Emcduck
Playlist Author
While the ears are a marvelous thing, as a scientist, I would suggest that something a bit more objective rather than subjective would be needed. There is such a wide range of hearing that five people in a room won't hear exactly the same thing. So I would rather see a comparison done using software that can capture waveforms, and time points. That would give a better and more reliable result than ears. I would also 'argue' that you would need to have more of a difference than the first few bars sounding slightly different to call it a different version.Tried burning to CD and playing on my Hi-Fi, headphones and PC and I honestly can't hear a difference.
I would support the position that it would not be a new track based solely on recording format.

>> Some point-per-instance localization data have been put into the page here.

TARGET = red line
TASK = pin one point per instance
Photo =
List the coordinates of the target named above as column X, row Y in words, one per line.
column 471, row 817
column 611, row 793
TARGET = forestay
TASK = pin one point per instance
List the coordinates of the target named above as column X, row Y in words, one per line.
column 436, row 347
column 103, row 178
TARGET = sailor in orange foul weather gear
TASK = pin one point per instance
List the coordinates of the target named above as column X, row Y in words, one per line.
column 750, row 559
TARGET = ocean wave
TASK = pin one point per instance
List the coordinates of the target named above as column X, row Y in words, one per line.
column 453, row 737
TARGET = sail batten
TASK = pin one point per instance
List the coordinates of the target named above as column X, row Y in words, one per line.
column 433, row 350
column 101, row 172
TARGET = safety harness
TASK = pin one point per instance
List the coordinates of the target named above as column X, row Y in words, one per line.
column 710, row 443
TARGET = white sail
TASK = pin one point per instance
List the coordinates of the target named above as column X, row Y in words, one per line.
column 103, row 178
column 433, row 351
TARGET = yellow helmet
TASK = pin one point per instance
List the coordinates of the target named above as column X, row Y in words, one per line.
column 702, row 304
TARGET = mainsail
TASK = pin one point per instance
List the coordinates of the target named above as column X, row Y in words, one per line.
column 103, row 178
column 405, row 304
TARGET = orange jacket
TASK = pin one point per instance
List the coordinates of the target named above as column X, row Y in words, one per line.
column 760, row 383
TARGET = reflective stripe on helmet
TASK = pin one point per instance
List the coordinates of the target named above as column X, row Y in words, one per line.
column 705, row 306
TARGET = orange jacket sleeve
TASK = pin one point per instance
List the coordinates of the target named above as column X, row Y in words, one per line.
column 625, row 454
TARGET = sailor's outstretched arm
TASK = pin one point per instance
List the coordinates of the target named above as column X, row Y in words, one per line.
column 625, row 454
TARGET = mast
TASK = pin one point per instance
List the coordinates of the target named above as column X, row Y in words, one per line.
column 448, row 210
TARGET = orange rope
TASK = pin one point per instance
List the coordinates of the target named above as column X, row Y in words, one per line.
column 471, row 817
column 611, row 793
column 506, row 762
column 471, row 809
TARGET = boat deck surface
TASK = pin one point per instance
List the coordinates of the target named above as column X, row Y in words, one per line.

The original was the same.So, one may ask, would a track issued on vinyl (with all the limitations) be regarded as a new track if released on CD with all the improved quality that brings.
Supporting the idea that it would be a new recording would be a bit like saying that even the parks are not using the same recordings any longer. look at Pirates of the Caribbean, the original recordings were not made directly to a digital recorder. Yet each sound effect, each song, is now stored on chips on the Disney computer system. So we would be calling that a separate recording too, when obviously they are not. Or even saying that once I have ripped as song to my computer it is now different, and when it goes onto my i Pod, it is different again.
I believe that changes would need to be intentional, something that a sound engineer would need to make a conscious effort to change. Something that changes the song itself.